2 years ago….
2 years ago I found an oozing spot on Mike’s torso. Never in our wildest dreams did we imagine that this freckle could equal a stage 3 cancer diagnosis and that our lives would be affected by melanoma: An aggressive cancer that doesn’t have a cure; A cancer that is the number one, fastest growing cancer among young people (25-29); A cancer that can lay dormant for years and suddenly come back with a vengeance.
In those two years we have both changed. We have gotten “somewhat” used to the emotional roller coaster of scans every 6 months. Mike has changed his lifestyle and he is healthier than ever. I have become obsessed with melanoma research. Some think I shouldn’t focus on it so much, and I agree and disagree. It is my way of feeling in control of the uncontrollable. I have to feel prepared so we know what to do if Mike has a recurrence.

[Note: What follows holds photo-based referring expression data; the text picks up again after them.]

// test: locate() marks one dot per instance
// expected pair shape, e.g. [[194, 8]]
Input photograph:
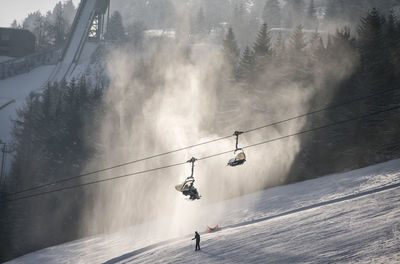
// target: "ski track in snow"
[[341, 218]]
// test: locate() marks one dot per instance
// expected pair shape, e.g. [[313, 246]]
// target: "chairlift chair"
[[239, 158], [187, 188]]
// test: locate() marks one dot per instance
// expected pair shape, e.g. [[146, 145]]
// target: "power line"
[[207, 157], [93, 182], [201, 143]]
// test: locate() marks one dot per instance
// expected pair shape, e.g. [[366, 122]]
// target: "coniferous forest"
[[56, 133]]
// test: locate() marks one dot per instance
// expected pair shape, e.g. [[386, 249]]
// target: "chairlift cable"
[[206, 157], [201, 143]]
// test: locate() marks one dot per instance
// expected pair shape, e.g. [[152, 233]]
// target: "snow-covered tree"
[[115, 31], [272, 13]]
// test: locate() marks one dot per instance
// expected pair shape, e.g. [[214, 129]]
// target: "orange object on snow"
[[210, 229]]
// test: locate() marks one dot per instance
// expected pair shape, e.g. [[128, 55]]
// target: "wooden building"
[[16, 42]]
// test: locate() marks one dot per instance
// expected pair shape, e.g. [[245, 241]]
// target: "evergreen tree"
[[272, 13], [297, 41], [231, 50], [375, 59], [200, 26], [262, 48], [311, 15], [317, 48], [279, 47], [14, 24], [115, 31], [335, 10], [294, 12], [246, 66], [392, 36]]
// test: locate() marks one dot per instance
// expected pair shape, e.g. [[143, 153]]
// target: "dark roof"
[[4, 29]]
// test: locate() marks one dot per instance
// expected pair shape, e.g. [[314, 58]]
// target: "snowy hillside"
[[18, 88], [341, 218]]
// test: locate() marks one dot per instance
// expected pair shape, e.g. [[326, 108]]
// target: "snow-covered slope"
[[18, 88], [341, 218]]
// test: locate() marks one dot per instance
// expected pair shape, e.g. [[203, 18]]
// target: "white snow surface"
[[341, 218], [18, 88], [5, 58]]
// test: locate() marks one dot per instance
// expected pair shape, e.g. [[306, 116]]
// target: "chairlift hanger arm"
[[192, 160], [237, 133]]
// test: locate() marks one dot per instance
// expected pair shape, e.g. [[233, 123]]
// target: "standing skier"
[[197, 237]]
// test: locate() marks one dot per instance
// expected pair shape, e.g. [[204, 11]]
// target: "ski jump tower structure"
[[86, 33]]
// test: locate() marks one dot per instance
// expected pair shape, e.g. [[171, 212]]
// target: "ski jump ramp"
[[86, 33]]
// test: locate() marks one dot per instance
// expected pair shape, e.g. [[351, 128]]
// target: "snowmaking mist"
[[176, 94]]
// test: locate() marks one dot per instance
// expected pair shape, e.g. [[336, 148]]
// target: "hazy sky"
[[19, 9]]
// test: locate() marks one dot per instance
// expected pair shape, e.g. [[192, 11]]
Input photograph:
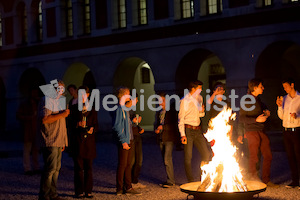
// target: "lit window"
[[268, 2], [187, 8], [214, 6], [87, 17], [0, 30], [142, 4], [23, 21], [145, 74], [69, 18], [122, 13], [40, 23]]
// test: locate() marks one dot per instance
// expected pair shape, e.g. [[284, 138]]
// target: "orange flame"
[[222, 173]]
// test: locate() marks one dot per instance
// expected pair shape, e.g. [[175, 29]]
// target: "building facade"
[[153, 45]]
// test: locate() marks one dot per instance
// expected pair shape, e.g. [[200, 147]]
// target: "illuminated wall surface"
[[156, 45]]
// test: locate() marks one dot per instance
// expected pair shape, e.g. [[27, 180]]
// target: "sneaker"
[[138, 185], [270, 184], [119, 193], [57, 198], [28, 173], [167, 185], [132, 191], [89, 195], [292, 185], [79, 196]]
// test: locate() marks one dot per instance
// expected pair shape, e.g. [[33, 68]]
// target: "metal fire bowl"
[[254, 187]]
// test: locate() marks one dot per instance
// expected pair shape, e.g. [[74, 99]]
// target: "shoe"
[[89, 195], [79, 196], [28, 173], [292, 185], [119, 193], [132, 191], [270, 184], [167, 185], [138, 185], [37, 171], [57, 198]]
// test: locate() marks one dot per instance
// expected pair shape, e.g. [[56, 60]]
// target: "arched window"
[[142, 10], [214, 6], [187, 8], [122, 13], [87, 17], [267, 2], [69, 18], [40, 23], [161, 9]]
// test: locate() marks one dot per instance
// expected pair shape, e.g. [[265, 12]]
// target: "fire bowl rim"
[[224, 193]]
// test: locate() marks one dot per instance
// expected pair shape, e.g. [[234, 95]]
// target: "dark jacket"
[[85, 143], [135, 128], [170, 130], [249, 117]]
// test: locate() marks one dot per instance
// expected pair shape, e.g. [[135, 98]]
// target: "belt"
[[192, 127], [292, 129]]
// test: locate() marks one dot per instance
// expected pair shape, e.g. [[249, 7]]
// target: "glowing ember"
[[222, 173]]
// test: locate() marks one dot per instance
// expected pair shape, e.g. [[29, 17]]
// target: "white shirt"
[[190, 112], [290, 105]]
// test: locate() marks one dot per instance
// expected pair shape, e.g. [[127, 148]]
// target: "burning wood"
[[222, 173]]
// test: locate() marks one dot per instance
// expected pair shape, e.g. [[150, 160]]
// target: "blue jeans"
[[52, 164], [166, 151], [194, 137], [137, 159]]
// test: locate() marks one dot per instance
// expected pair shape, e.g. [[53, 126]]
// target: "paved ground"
[[15, 185]]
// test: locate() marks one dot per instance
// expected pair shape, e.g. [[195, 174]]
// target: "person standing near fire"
[[123, 130], [137, 157], [167, 134], [84, 149], [254, 117], [289, 112], [191, 109]]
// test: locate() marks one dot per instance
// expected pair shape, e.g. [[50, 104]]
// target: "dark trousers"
[[83, 175], [194, 137], [124, 167], [52, 165], [258, 140], [292, 148], [166, 151], [137, 159]]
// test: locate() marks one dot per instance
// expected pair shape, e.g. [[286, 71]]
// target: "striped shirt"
[[290, 105], [53, 134]]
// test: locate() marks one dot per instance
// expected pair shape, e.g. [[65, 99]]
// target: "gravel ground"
[[15, 185]]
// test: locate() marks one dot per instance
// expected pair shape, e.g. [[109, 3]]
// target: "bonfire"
[[222, 173]]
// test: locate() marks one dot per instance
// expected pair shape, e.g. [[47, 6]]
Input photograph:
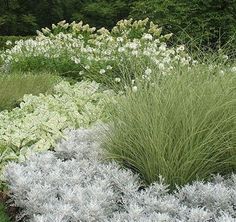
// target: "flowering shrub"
[[40, 120], [78, 51], [73, 184]]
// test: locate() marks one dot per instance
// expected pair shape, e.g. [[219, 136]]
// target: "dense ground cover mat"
[[40, 120], [74, 184], [3, 215], [79, 51], [181, 126], [16, 85]]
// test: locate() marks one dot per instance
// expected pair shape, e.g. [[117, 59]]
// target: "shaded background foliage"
[[202, 22]]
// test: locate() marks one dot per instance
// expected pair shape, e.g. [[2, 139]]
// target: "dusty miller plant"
[[73, 184]]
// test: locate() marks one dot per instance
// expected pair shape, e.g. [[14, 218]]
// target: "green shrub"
[[199, 22], [15, 86], [6, 42], [77, 51], [182, 127], [3, 214]]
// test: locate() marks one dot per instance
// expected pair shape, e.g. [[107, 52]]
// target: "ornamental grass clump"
[[181, 126]]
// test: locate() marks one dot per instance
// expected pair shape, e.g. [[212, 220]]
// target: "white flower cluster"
[[40, 120], [73, 184], [98, 53]]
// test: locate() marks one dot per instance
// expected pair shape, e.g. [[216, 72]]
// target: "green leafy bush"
[[80, 52], [7, 42], [3, 215], [182, 126], [15, 86], [199, 22]]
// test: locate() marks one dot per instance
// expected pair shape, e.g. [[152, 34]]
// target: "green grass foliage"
[[182, 126]]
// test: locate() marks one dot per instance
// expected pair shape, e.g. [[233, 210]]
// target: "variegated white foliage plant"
[[74, 184]]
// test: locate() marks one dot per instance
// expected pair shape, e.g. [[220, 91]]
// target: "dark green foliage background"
[[201, 22]]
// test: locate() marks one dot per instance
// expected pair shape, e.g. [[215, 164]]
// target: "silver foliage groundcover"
[[73, 184]]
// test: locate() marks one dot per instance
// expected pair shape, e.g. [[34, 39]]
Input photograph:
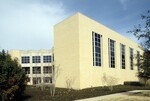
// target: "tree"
[[12, 78], [55, 74], [142, 31], [109, 81]]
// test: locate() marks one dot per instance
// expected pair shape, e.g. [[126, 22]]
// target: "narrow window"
[[122, 48], [25, 59], [47, 79], [111, 53], [138, 59], [36, 59], [96, 39], [46, 59], [131, 58], [36, 80]]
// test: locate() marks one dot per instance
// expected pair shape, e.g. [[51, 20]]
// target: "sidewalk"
[[105, 97]]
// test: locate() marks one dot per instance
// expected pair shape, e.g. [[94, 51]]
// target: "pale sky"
[[28, 24]]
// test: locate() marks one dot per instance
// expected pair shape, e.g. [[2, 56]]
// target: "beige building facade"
[[86, 51], [37, 64]]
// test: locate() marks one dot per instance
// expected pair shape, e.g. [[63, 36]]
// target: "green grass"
[[35, 94]]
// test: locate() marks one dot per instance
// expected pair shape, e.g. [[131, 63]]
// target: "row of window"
[[96, 41], [37, 70], [36, 59], [37, 80]]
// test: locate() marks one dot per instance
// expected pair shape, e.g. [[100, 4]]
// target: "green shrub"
[[12, 78], [132, 83]]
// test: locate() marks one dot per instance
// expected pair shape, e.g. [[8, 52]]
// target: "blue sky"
[[28, 24]]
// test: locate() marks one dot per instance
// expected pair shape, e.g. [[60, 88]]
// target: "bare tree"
[[109, 81], [55, 74]]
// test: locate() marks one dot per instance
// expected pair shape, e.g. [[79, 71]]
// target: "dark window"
[[122, 47], [26, 69], [131, 58], [96, 40], [47, 79], [47, 69], [36, 70], [25, 59], [36, 80], [111, 53], [138, 59], [36, 59], [46, 59]]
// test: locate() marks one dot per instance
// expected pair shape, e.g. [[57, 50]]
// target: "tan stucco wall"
[[66, 52], [74, 55]]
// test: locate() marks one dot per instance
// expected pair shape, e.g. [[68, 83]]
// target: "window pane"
[[96, 39]]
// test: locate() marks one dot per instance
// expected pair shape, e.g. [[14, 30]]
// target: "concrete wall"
[[19, 53]]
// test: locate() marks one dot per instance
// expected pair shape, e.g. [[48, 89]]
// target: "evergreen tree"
[[142, 31], [12, 78]]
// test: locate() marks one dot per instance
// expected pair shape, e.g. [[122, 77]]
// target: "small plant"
[[109, 81]]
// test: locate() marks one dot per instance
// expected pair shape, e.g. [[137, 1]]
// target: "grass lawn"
[[35, 94]]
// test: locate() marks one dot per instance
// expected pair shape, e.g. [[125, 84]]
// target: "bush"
[[12, 78], [132, 83]]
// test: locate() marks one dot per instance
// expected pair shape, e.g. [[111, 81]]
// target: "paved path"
[[106, 97]]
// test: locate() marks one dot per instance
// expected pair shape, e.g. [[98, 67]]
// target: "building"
[[36, 64], [86, 51]]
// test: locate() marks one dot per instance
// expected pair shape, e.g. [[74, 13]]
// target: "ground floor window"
[[47, 79], [36, 80]]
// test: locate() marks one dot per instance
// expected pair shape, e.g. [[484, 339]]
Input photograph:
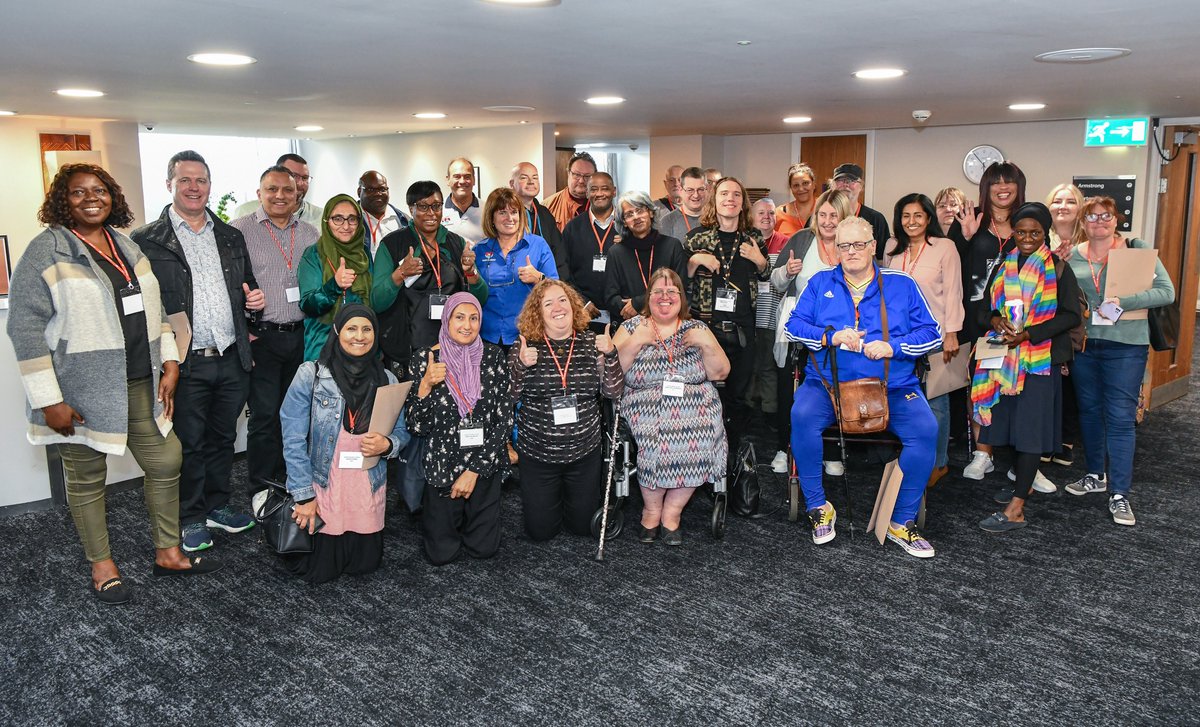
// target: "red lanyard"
[[562, 370], [291, 253], [607, 234], [646, 278], [111, 257]]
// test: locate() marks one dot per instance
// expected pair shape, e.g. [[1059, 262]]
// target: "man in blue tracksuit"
[[849, 299]]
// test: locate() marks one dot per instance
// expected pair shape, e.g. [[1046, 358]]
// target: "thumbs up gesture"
[[604, 341], [527, 355], [528, 274], [343, 275], [793, 265], [255, 299]]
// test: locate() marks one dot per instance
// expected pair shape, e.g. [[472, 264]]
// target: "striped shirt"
[[275, 256]]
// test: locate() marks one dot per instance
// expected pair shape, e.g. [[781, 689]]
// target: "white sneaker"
[[981, 464], [1041, 482]]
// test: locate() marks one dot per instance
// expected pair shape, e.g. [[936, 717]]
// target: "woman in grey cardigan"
[[87, 322]]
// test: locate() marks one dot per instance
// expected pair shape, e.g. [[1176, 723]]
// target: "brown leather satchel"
[[861, 404]]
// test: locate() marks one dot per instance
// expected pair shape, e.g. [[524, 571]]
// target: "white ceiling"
[[359, 67]]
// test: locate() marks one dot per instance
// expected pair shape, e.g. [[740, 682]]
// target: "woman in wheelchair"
[[844, 312], [559, 372], [671, 406]]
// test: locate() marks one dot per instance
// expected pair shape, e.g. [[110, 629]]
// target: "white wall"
[[406, 158]]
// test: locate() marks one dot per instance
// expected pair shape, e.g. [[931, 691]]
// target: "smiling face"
[[89, 199], [463, 324], [357, 336]]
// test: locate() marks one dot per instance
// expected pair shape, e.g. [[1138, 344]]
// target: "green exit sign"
[[1116, 132]]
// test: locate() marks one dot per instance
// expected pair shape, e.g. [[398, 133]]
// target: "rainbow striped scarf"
[[1037, 286]]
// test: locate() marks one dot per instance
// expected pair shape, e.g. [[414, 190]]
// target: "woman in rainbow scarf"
[[1035, 305]]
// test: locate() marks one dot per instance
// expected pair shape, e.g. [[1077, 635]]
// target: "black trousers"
[[208, 402], [557, 496], [471, 524], [277, 354]]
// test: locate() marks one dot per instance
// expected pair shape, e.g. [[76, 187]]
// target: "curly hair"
[[57, 210], [531, 323]]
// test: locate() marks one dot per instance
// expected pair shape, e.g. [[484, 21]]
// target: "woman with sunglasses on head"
[[1109, 371]]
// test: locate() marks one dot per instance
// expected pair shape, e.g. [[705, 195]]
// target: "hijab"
[[462, 361], [330, 248], [357, 377]]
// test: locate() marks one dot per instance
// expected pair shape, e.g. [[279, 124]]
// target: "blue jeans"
[[1108, 383]]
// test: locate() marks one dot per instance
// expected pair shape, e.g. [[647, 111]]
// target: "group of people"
[[529, 329]]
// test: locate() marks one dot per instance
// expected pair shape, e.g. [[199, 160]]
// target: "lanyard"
[[111, 257], [562, 370], [291, 253]]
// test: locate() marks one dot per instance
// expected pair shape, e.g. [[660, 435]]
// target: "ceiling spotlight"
[[222, 59], [879, 73], [79, 92]]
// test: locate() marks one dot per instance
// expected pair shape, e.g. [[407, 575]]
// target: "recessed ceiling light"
[[1081, 55], [79, 92], [879, 73], [222, 59]]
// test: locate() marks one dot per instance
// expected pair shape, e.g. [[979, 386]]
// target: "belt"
[[267, 325]]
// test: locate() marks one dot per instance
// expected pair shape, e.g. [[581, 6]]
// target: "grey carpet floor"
[[1073, 620]]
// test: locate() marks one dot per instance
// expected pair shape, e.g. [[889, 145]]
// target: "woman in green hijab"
[[334, 271]]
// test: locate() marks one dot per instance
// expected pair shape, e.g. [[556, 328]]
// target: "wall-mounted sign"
[[1116, 132], [1120, 188]]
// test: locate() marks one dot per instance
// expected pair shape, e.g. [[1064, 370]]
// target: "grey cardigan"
[[67, 337]]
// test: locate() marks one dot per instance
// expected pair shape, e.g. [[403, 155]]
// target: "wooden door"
[[1177, 239], [823, 154]]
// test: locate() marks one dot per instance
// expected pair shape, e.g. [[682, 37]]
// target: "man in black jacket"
[[205, 274]]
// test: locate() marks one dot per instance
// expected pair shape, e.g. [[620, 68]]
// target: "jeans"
[[1108, 382]]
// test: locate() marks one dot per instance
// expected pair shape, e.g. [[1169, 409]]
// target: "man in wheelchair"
[[857, 318]]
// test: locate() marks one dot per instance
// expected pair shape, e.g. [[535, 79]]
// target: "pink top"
[[348, 505], [939, 274]]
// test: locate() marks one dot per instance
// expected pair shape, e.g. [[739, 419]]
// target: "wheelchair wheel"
[[719, 503]]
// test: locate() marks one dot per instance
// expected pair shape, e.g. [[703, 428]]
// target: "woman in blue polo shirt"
[[510, 260]]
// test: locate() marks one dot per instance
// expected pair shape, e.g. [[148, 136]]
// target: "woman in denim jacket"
[[325, 415]]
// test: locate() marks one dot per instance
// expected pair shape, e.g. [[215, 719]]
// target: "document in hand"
[[1129, 270], [389, 403]]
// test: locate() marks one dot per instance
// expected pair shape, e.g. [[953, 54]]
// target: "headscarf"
[[330, 248], [357, 377], [1036, 283], [462, 361]]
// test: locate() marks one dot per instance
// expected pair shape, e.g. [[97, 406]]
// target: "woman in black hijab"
[[327, 445]]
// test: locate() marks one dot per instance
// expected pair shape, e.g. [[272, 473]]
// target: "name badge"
[[349, 461], [131, 300], [726, 300], [564, 409], [437, 304]]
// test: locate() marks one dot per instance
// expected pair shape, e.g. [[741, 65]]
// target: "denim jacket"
[[311, 416]]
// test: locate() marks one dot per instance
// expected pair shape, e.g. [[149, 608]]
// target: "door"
[[1177, 239]]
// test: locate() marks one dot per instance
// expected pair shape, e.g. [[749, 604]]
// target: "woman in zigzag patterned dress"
[[671, 404]]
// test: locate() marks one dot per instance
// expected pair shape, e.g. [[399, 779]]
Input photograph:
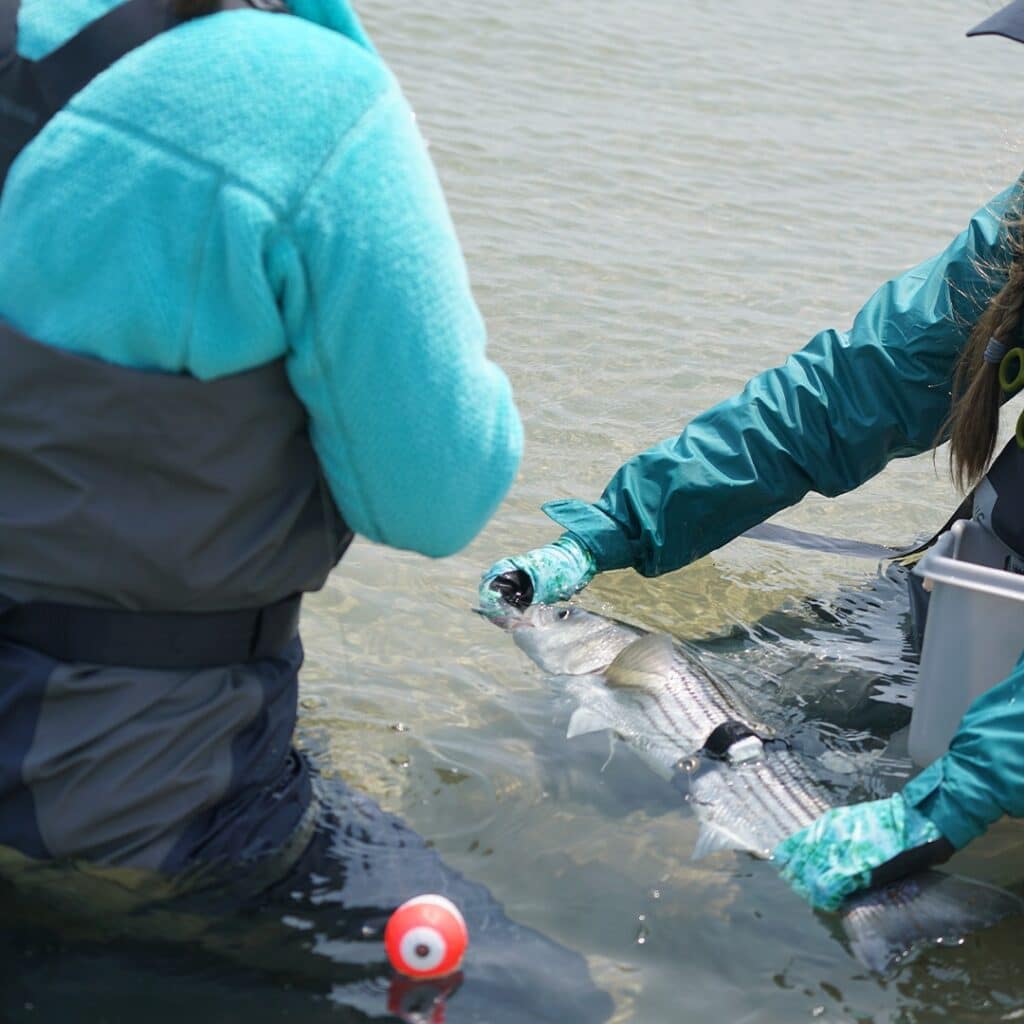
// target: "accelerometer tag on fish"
[[734, 742]]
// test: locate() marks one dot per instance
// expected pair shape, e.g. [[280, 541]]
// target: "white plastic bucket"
[[974, 634]]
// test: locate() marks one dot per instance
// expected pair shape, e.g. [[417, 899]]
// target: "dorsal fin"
[[645, 665]]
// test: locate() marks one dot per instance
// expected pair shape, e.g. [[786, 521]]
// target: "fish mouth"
[[505, 617]]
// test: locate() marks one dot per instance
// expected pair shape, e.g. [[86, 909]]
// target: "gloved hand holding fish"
[[754, 792], [552, 572]]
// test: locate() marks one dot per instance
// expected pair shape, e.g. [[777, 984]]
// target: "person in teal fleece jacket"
[[920, 365], [239, 207], [292, 213]]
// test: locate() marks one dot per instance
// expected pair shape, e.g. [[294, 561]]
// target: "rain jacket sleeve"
[[826, 421], [981, 776]]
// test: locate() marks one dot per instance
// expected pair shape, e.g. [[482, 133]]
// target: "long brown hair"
[[974, 419]]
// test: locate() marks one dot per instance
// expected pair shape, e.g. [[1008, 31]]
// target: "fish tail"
[[886, 924]]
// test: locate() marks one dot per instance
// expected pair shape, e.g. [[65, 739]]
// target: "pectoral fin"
[[645, 665], [714, 837], [586, 721]]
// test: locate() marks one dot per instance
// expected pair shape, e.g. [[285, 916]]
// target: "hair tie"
[[994, 351]]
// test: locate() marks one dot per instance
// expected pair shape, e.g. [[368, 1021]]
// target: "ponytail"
[[974, 419]]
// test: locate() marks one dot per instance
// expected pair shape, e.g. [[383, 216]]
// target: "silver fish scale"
[[759, 804]]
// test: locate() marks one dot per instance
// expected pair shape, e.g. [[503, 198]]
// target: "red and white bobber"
[[426, 938]]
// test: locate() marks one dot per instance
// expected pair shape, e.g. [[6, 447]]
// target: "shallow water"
[[656, 200]]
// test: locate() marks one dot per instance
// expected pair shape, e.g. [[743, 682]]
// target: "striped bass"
[[748, 788]]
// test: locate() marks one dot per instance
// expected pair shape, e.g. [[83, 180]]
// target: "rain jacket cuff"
[[600, 535]]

I choose to read the good stories – and the bad – because that is reality.
In those past 2 years we have seen people lose their battles and we have met some amazing melanoma warriors. A few weeks ago we had dinner with these lovely ladies (the lady on the right end is Mike – haha).
With the exception of Mike, they are all Stage 4 melanoma survivors and patients of Dr David Minor at California Pacific Medical Center in San Francisco. All of them had remarkable results with bio-chemotherapy treatments – a mixture of chemo and immunotherapies and one of the hardest treatments out there as it requires hospitalization. Hanging out with Tina, Suzanne, and Christina was so important to us and we are truly blessed to know them. The next day after our dinner, Christina had her scans to see if Yervoy was working (she had one tumor left after bio-chemo) and she got the wonderful news that she is officially in remission.
Anyone with cancer knows that scans are a form of necessary torture. Mike is due for his scans in August. 2 years later, we still have scanxiety but we also have hope. There are so many survivors.. and Mike is one of them.